The LEDs show the charge level and indicate when the unit is ready to use – more on that later…
The orbital head is where the magic happens.
The three massage heads slip onto the head. Each has a smooth fabric cover with elastic around the opening. Think fitted sheet. Here is the smooth head.
Here are the other two heads without their covers.
It would be awesome if the manual explained the use for each of the heads, but alas, it doesn’t. As it turns out, leaving things out of the manual is a theme here. More to come.
The back of the head of the unit features a power button and power level indicator LED ring.
Pressing the power button turns on the Dr. Massage Prowlr orbital massager. Or at least that’s what you’d assume. But it didn’t. More on that in the Performance section.
The white ring around the Roman numerals lights up corresponding to the power level selected.
Setup involves plugging in the power adapter and waiting for the LEDs to stop flashing. Then, it’s time to massage!
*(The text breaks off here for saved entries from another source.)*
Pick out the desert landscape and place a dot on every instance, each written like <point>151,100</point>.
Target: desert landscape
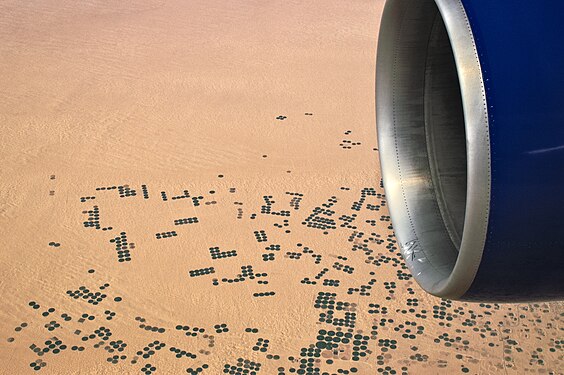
<point>194,187</point>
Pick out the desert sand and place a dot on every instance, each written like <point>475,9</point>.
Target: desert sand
<point>194,187</point>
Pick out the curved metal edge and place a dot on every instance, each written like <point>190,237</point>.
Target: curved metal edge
<point>459,281</point>
<point>478,149</point>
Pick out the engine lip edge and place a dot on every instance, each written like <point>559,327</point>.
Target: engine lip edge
<point>476,122</point>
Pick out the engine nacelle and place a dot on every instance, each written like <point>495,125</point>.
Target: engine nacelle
<point>470,116</point>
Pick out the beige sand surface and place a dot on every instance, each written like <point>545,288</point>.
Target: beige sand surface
<point>183,96</point>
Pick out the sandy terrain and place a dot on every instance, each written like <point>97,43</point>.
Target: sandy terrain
<point>193,187</point>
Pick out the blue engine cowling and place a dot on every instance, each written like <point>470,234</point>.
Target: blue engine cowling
<point>470,117</point>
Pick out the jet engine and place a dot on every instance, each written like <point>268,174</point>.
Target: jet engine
<point>470,118</point>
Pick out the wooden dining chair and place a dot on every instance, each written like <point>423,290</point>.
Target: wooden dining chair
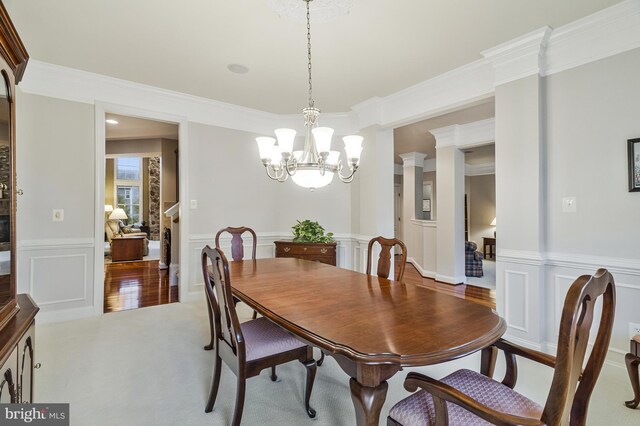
<point>237,244</point>
<point>386,254</point>
<point>237,253</point>
<point>250,347</point>
<point>466,397</point>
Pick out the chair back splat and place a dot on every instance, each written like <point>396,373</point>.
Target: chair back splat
<point>569,394</point>
<point>237,246</point>
<point>226,324</point>
<point>384,261</point>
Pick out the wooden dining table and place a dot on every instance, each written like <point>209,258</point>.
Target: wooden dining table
<point>373,327</point>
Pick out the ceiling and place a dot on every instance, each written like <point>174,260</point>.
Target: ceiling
<point>416,137</point>
<point>380,47</point>
<point>139,128</point>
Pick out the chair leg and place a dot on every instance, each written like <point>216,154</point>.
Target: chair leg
<point>632,368</point>
<point>237,413</point>
<point>210,345</point>
<point>311,367</point>
<point>215,383</point>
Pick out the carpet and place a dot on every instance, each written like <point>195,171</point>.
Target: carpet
<point>147,367</point>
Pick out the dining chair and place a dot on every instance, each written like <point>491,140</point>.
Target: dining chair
<point>249,347</point>
<point>384,261</point>
<point>466,397</point>
<point>237,244</point>
<point>237,253</point>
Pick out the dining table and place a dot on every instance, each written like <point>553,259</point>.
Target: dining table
<point>373,327</point>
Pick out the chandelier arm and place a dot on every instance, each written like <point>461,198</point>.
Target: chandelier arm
<point>348,178</point>
<point>274,174</point>
<point>291,166</point>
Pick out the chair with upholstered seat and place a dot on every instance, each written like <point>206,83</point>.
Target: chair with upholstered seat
<point>250,347</point>
<point>469,398</point>
<point>384,260</point>
<point>115,229</point>
<point>237,253</point>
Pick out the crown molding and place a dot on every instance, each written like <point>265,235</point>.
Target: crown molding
<point>413,159</point>
<point>545,51</point>
<point>466,135</point>
<point>429,165</point>
<point>480,169</point>
<point>520,57</point>
<point>70,84</point>
<point>605,33</point>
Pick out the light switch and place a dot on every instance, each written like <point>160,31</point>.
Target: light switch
<point>569,205</point>
<point>58,215</point>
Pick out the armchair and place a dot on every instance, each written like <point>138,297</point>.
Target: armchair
<point>116,229</point>
<point>472,260</point>
<point>465,397</point>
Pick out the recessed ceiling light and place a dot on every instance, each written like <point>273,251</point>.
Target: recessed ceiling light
<point>237,68</point>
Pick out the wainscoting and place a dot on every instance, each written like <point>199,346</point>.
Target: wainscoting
<point>59,276</point>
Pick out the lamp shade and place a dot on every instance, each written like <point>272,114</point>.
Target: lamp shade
<point>118,214</point>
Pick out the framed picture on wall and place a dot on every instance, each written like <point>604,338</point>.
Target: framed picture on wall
<point>634,164</point>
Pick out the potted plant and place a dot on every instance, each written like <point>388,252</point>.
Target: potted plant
<point>310,242</point>
<point>308,231</point>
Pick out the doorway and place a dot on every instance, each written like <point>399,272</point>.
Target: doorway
<point>141,182</point>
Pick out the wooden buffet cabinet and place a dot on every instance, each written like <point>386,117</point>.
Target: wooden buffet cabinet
<point>17,313</point>
<point>318,252</point>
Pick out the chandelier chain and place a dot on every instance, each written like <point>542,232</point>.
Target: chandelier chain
<point>311,102</point>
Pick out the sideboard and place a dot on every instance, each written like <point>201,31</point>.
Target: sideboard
<point>318,252</point>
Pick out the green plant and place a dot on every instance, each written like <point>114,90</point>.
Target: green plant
<point>308,231</point>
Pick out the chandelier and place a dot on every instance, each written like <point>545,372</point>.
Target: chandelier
<point>314,166</point>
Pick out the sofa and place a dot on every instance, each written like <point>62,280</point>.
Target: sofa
<point>116,229</point>
<point>472,260</point>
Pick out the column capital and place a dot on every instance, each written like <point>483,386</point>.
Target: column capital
<point>413,159</point>
<point>520,57</point>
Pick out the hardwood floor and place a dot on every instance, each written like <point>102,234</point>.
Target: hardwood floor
<point>132,285</point>
<point>484,296</point>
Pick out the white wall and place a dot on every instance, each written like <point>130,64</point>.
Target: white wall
<point>592,111</point>
<point>55,167</point>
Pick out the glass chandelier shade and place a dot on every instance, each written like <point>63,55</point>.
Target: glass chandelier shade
<point>314,166</point>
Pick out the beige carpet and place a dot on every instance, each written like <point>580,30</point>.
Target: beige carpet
<point>147,367</point>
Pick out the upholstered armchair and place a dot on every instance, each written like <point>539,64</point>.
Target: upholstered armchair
<point>472,260</point>
<point>116,229</point>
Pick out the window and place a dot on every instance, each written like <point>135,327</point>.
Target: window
<point>128,187</point>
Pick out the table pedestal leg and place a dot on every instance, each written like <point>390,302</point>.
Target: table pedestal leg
<point>368,402</point>
<point>632,367</point>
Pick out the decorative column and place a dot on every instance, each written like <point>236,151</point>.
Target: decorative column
<point>520,186</point>
<point>450,205</point>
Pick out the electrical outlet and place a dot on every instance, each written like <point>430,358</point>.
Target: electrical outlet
<point>58,215</point>
<point>634,329</point>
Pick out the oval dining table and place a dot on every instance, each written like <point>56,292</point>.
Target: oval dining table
<point>372,326</point>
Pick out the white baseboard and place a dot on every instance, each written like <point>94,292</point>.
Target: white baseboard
<point>65,315</point>
<point>450,280</point>
<point>425,273</point>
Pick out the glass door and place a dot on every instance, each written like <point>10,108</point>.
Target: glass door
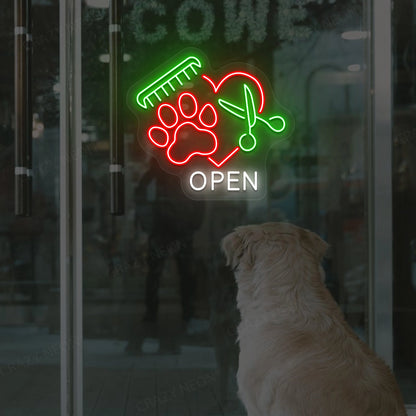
<point>159,305</point>
<point>29,241</point>
<point>147,131</point>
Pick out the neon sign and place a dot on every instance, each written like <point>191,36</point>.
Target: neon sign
<point>214,135</point>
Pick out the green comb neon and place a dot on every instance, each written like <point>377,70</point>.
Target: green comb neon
<point>168,82</point>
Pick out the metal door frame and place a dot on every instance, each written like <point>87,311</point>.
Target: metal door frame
<point>71,208</point>
<point>379,187</point>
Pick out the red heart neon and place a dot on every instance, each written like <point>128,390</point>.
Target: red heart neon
<point>228,157</point>
<point>197,153</point>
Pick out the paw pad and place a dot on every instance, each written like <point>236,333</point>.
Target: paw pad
<point>185,132</point>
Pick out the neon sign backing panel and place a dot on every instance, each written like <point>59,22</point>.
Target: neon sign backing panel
<point>213,130</point>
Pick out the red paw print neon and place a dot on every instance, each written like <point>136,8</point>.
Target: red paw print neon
<point>186,132</point>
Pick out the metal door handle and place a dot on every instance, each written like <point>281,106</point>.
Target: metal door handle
<point>116,127</point>
<point>23,108</point>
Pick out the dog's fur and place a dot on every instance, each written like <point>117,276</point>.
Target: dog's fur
<point>298,356</point>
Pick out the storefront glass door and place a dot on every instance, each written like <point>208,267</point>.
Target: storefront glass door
<point>130,204</point>
<point>29,245</point>
<point>159,304</point>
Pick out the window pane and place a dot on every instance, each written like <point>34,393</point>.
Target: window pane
<point>29,247</point>
<point>160,312</point>
<point>404,201</point>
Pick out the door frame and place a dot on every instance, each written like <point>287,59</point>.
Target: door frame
<point>379,191</point>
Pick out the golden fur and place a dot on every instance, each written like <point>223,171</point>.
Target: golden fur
<point>298,356</point>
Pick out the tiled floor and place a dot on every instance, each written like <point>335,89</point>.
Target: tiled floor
<point>115,383</point>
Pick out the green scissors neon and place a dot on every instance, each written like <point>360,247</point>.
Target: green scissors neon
<point>247,140</point>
Performance is measured by how well the product does its job. The problem was that I couldn’t get the Dr. Massage Prowlr orbital massager to do anything at first. I pressed the button. The “I” light lit up and turned off. The massager just sat there. I tried again. Same result. I double-clicked it—the same result. Eventually, I figured it out.
Once I held the button down and waited for all three I/II/III LEDs to illuminate and shut off, the power LEDs on the side lit up. When they are lit, the massager will power up. After you turn off the massager, the power LEDs remain lit for about a minute and then turn off. This means you have to go through the whole hold the button, wait for the I/II/III LEDs to light up and turn off things before you can use the massager again. OK, it’s great that you can’t accidentally turn the massager on, but wow, it is cumbersome. Another cumbersome thing is that you must step through the power settings I to II to III to OFF every time. It would be so much nicer if, after massaging for a while, you could just turn the massager off with a click. Finally, it would be terrific if ANY of this was documented in the manual. Seriously, none of this was in print. I had to figure it all out.
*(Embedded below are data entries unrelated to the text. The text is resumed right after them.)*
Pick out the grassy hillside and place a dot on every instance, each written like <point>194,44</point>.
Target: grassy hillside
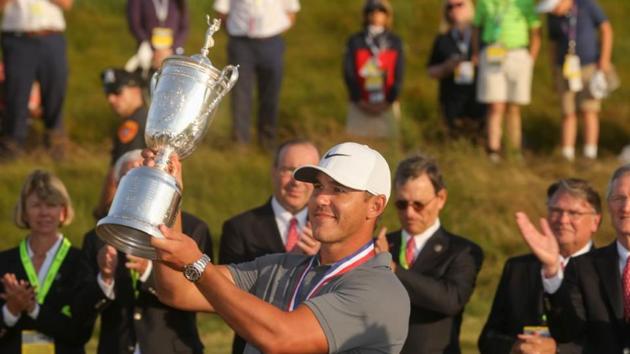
<point>221,180</point>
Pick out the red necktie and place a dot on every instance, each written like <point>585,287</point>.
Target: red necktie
<point>409,252</point>
<point>292,235</point>
<point>625,281</point>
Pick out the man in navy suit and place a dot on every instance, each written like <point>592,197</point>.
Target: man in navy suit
<point>438,268</point>
<point>520,308</point>
<point>590,298</point>
<point>268,228</point>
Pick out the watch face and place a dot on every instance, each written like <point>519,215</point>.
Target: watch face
<point>191,273</point>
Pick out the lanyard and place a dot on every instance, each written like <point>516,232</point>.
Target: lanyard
<point>161,10</point>
<point>340,267</point>
<point>134,282</point>
<point>42,291</point>
<point>499,17</point>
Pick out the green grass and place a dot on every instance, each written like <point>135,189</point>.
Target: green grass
<point>221,180</point>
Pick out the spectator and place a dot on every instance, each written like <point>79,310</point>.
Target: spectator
<point>450,62</point>
<point>280,225</point>
<point>34,48</point>
<point>121,288</point>
<point>519,308</point>
<point>437,268</point>
<point>255,43</point>
<point>373,71</point>
<point>577,57</point>
<point>124,95</point>
<point>590,299</point>
<point>346,298</point>
<point>161,25</point>
<point>39,279</point>
<point>506,41</point>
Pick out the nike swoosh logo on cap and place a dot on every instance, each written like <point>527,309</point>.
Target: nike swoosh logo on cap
<point>329,155</point>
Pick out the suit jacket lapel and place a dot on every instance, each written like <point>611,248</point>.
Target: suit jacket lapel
<point>607,265</point>
<point>269,228</point>
<point>435,247</point>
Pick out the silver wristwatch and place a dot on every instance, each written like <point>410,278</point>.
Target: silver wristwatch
<point>194,270</point>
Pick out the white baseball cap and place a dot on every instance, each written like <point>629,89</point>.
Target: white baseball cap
<point>352,165</point>
<point>547,5</point>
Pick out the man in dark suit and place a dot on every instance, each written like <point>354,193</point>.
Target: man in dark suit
<point>590,299</point>
<point>574,214</point>
<point>268,228</point>
<point>121,289</point>
<point>437,268</point>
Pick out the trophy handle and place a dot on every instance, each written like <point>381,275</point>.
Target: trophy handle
<point>227,80</point>
<point>154,80</point>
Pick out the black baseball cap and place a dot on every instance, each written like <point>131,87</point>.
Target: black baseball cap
<point>114,79</point>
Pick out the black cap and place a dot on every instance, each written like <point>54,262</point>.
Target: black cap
<point>114,79</point>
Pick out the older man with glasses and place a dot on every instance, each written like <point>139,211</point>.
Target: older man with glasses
<point>437,268</point>
<point>518,321</point>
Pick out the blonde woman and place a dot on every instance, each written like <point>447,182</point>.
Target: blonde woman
<point>39,278</point>
<point>450,63</point>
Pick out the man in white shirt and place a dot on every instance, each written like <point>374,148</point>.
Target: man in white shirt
<point>590,298</point>
<point>34,48</point>
<point>438,268</point>
<point>255,30</point>
<point>268,228</point>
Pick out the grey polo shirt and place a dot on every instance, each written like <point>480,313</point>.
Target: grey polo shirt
<point>363,311</point>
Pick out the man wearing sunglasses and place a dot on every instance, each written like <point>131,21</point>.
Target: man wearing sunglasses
<point>518,321</point>
<point>437,268</point>
<point>124,94</point>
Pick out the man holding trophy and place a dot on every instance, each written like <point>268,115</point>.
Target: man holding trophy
<point>344,298</point>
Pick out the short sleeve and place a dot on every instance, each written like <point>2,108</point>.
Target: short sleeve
<point>222,6</point>
<point>245,274</point>
<point>436,56</point>
<point>368,310</point>
<point>292,5</point>
<point>480,14</point>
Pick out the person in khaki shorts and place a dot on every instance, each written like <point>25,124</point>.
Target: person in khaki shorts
<point>578,54</point>
<point>506,41</point>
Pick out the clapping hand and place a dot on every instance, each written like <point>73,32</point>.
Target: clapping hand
<point>544,245</point>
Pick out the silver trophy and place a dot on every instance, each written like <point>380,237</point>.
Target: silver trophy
<point>185,94</point>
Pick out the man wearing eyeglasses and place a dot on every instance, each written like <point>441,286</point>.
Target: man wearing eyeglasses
<point>438,268</point>
<point>124,95</point>
<point>590,298</point>
<point>518,321</point>
<point>280,225</point>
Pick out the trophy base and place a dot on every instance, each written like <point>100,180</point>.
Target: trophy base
<point>146,198</point>
<point>129,236</point>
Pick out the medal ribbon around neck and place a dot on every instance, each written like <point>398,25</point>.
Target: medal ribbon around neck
<point>338,268</point>
<point>42,291</point>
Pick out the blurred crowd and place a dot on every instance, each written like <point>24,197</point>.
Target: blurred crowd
<point>567,295</point>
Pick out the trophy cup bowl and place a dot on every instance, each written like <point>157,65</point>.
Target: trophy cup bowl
<point>185,94</point>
Having said all that, it is a shame because overall, I like the Dr. Massage Prowlr orbital massager. I have to admit that I really didn’t feel a lot of difference in the massage type delivered from the three different massage heads, and once again, the manual doesn’t explain why you would use one versus the other. The manual does reference shiatsu massage but doesn’t explain how the massager delivers that.
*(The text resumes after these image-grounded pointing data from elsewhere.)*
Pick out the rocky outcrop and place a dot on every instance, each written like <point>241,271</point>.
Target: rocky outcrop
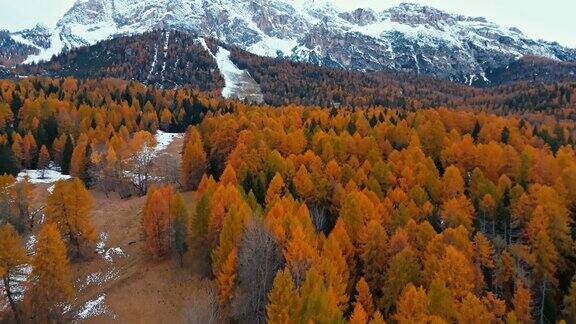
<point>408,37</point>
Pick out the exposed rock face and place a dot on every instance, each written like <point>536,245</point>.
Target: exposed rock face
<point>406,37</point>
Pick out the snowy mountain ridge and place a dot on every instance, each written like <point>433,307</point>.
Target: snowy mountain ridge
<point>407,37</point>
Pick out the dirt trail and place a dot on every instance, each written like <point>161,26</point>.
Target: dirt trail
<point>120,283</point>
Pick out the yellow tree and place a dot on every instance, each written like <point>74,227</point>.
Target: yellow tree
<point>194,160</point>
<point>69,207</point>
<point>412,306</point>
<point>303,183</point>
<point>282,299</point>
<point>364,297</point>
<point>43,160</point>
<point>156,220</point>
<point>521,302</point>
<point>226,278</point>
<point>12,258</point>
<point>275,188</point>
<point>50,284</point>
<point>358,315</point>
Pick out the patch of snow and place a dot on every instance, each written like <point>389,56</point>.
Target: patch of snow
<point>18,281</point>
<point>98,278</point>
<point>101,244</point>
<point>154,61</point>
<point>56,47</point>
<point>237,83</point>
<point>230,72</point>
<point>271,46</point>
<point>108,253</point>
<point>94,307</point>
<point>35,176</point>
<point>18,38</point>
<point>166,41</point>
<point>108,256</point>
<point>31,243</point>
<point>163,139</point>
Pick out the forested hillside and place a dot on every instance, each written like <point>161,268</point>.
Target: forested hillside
<point>176,59</point>
<point>293,214</point>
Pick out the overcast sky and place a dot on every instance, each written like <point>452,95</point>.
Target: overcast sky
<point>552,20</point>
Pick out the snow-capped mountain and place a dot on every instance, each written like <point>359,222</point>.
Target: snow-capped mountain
<point>406,37</point>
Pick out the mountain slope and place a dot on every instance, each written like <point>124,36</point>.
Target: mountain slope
<point>170,59</point>
<point>407,37</point>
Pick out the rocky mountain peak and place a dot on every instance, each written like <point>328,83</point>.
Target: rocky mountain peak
<point>407,37</point>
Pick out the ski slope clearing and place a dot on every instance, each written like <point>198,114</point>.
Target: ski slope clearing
<point>238,83</point>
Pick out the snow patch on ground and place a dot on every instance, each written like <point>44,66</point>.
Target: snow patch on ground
<point>230,72</point>
<point>94,307</point>
<point>31,244</point>
<point>35,176</point>
<point>237,83</point>
<point>108,253</point>
<point>98,278</point>
<point>154,61</point>
<point>56,46</point>
<point>18,281</point>
<point>163,139</point>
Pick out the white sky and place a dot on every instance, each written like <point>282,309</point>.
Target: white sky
<point>551,20</point>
Still, letting this orbit around on my lower back felt terrific. The experience is quite different from a percussive massage. It is more gentle but still delivers a nice massage.
I’ve been using it for several minutes every day for a while now and the battery is going strong. It would be nice if it charged via USB-C rather than a barrel connector. It makes for one more charger to misplace.
What I like
- The massage does feel good
- It is comfortable to use
- The three power levels should provide a nice massage option for most users, even those with sensitive or painful muscles
What I’d change
- Definitely the documentation – like perhaps providing some about the massage heads and power switch operation
- I would simplify the power switch interface
- Charging via USB-C would eliminate yet another charger
When I was a kid, my dad would throw his back out. The only thing that would give him some relief was a massage with our orbital sander. We would place a towel on his back, pop out the sandpaper from the sander and replace it with a cutout from a plastic sandwich bag. This allowed the sander to slide around on the towel and deliver a great massage. The Prowlr massager from Dr. Massage would have been so much easier. This delivers the same great type of orbital vibrating massage in a nice cordless package. If only their documentation explained how to turn it on and what the different heads do. Then, it would be a really terrific solution.